[The heroes (as the case may be) being thus introduced, the author can go ahead with his plot, if he has one.]

THE TOPOGRAPHICAL, OR TRANSATLANTIC.

The long chain of rocky mountains which, reaching from the Oregon to New York, forms a natural boundary to the prairies on the Canada side of the Mississippi, is more than once crossed by rugged tracks, left by the early emigrants to the far west shores of the continent. These are here and there dotted with villages, whose buildings bear traces of their Dutch origin, and watered by streams flowing through the hunting grounds of the Pawnee and Webfooted Indians, until they mingle with the roar of Niagara, above Buffalo.
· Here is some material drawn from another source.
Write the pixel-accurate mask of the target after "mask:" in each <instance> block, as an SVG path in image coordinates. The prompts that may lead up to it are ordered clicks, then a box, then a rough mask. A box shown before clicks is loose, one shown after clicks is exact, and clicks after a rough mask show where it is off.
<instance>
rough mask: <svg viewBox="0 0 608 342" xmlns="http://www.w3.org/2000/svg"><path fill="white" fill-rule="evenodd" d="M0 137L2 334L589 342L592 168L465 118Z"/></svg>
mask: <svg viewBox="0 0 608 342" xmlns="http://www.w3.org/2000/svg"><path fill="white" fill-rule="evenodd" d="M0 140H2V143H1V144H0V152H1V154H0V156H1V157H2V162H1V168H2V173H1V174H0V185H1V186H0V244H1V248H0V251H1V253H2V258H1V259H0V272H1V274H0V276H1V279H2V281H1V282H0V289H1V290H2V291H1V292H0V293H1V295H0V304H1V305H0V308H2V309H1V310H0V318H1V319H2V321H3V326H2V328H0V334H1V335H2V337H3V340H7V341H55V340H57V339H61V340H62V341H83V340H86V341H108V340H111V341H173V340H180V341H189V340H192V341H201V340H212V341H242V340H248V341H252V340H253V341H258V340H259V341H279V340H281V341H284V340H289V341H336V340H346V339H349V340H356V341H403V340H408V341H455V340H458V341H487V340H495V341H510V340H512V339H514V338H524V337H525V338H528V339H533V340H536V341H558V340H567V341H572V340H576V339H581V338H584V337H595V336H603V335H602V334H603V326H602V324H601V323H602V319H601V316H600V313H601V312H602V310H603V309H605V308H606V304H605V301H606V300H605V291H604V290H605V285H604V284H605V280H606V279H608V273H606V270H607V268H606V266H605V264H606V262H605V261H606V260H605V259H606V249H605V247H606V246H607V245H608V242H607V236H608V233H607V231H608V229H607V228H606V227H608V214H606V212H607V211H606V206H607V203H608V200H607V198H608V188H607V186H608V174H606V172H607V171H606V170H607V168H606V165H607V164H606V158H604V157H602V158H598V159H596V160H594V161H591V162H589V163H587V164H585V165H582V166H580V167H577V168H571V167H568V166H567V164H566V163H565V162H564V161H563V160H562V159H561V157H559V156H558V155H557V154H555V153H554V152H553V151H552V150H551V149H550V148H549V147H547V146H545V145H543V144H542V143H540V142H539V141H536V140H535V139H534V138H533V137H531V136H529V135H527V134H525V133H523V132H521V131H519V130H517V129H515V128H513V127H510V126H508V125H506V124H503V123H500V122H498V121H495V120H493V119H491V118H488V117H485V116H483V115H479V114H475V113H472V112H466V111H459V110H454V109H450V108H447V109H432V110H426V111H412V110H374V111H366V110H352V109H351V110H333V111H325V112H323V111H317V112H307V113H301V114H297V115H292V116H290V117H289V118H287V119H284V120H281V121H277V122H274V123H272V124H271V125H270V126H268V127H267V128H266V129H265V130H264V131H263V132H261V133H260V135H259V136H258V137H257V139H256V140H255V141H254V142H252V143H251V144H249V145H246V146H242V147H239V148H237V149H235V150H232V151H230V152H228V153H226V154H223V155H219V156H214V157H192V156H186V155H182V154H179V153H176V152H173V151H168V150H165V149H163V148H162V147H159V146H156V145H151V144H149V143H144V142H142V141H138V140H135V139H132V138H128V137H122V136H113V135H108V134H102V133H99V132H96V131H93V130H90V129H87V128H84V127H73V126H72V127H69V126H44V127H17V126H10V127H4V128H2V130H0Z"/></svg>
[Having settled your scene in this locality, you go on about the Indians as follows:—]

"That's the crack of a tarnal rifle from them Mingoes," said the Scamp, as he listened to the report; "why on 'arth they're not shot off like nat'ral animals is just above my comprension."

His Indian companion looked to the ground with a low expressive "Hugh!" and picked up a shell.

"The Huron is a coward," he said: "his squaw is idle in his wigwam; and his mocassins are weak. The Ojibbeway will have his scalp."

"The creetur is right," replied the Scamp: "I'd back the downey cove's rifle against any blazer them infarnal Mingoes ever struck fire into."

[The Indians should always speak in the third person: "fire-water," "great spirit," "pale-faces," "wampum," &c., will add to the effect; and the general habits may be ground up from recollections of the Egyptian Hall.]